Low-skilled Individuals
Individuals with a lower skill set are the first to suffer during economic downturns.
A fundamental component of technical and vocational education training (TVET) initiatives started at the National Vocational and Technical Training Commission (NAVTTC) has been enabling people to access multiple occupation types in the long run by continuously enhancing and combining a variety of skills. The NAVTTC, led by Javed Hassan, made an effort to review the curriculum and occupational skills standards in a way that would improve the future workforce’s ability to compete.
Worker Outflows
This year’s increasing worker outflows have prevented the nation from growing its share of the departing workforce that is highly skilled. Most nations still rely on us to provide them with basic services. It was the mission of National Skills University in Islamabad to close this gap and assist the labor force in embracing the challenges of job transformation brought on by the fourth industrial revolution. Once more, under the direction of Vice Chancellor Muhammad Mukhtar, graduates of this university are specializing through training in partnership with industry partner institutions as well as in university laboratories. Such programs need to be sustained and supported continuously.
Government Agreements
Through government-to-government agreements, such as those started by the Bureau of Emigration & Overseas Employment, a sizable number of workers are also migrating. The requirements for foreign employers have been more stringent over time. One possible starting point could be a minimal set of technical certifications. But in the end, Pakistani nationals employed overseas must also provide excellent service if they hope to win over employers. Word-of-mouth gets around. This goodwill is crucial for upcoming migrants who want to work overseas. Targeted refresher courses are necessary for this reason to upskill employees who have traveled overseas under this bureau’s arrangements. Now that pre-recording and online resources are available, this task shouldn’t be too tough.
Expenses
Some of these expenses can be shared by the public sector. For instance, a recent review conducted by UKaid’s Sub-National Governance (SNG) Programme in Khyber Pakhtunkhwa (KP) revealed that employees planning to travel overseas could receive free medical checkups at a fast-track facility. This was a proposal made by the Internal Support Unit of KP’s Finance Department.

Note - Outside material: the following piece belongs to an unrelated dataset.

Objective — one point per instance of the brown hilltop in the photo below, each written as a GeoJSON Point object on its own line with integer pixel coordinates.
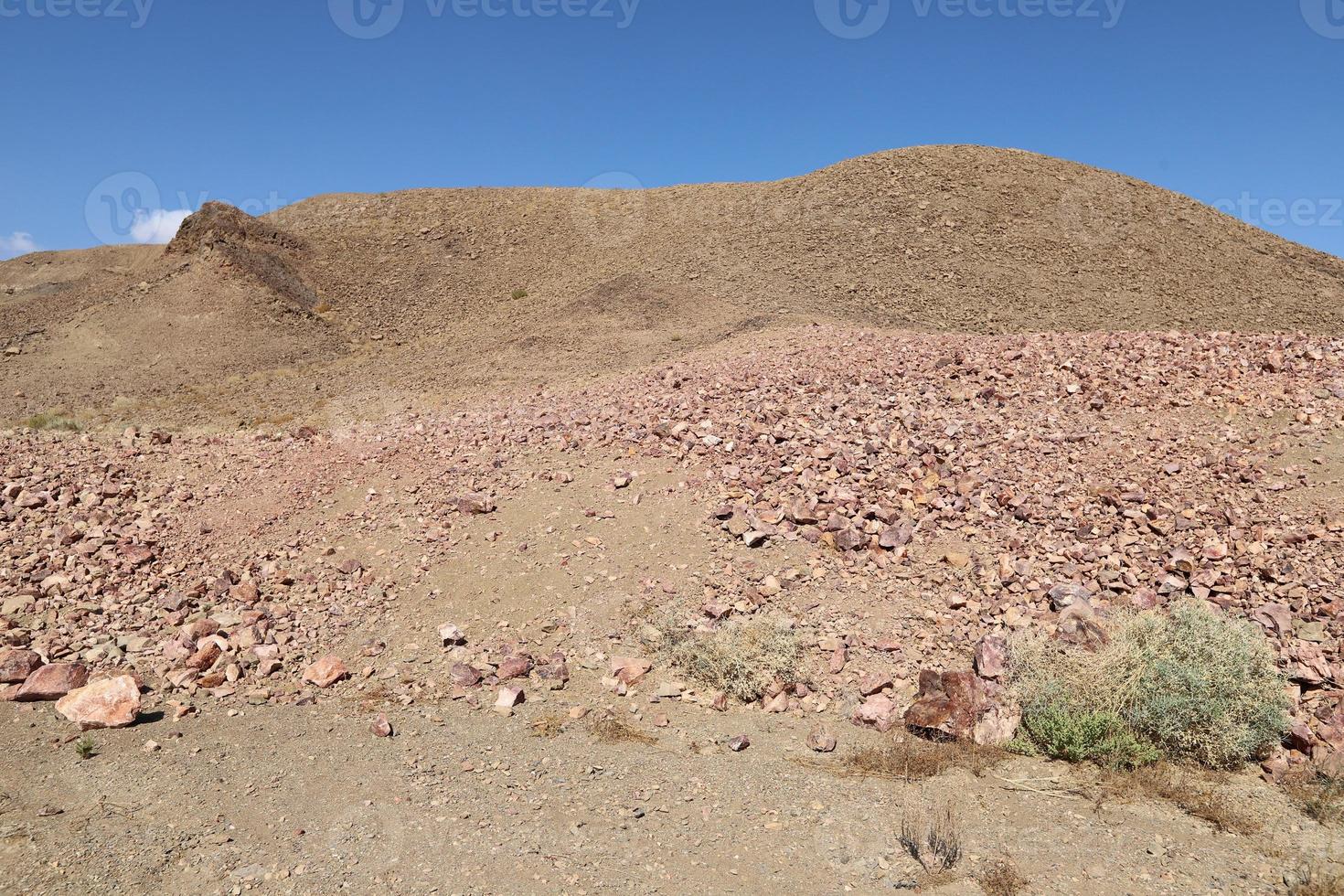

Some of these expenses can be shared by the public sector. For instance, a recent review conducted by UKaid’s Sub-National Governance (SNG) Programme in Khyber Pakhtunkhwa (KP) revealed that employees planning to travel overseas could receive free medical checkups at a fast-track facility. This was a proposal made by the Internal Support Unit of KP’s Finance Department.
Conclusion
Lastly, increased capacity will be needed by the Ministry of Overseas Pakistanis and Human Resource Development to guarantee an in-depth analysis of the rapidly shifting global economy and labor market patterns. To facilitate Pakistan’s workforce export of highly skilled and skilled segments, the ministry will need to collaborate with other pertinent institutions. It will also need to make sure that early warning systems are in place if the interests of Pakistani workers abroad are threatened.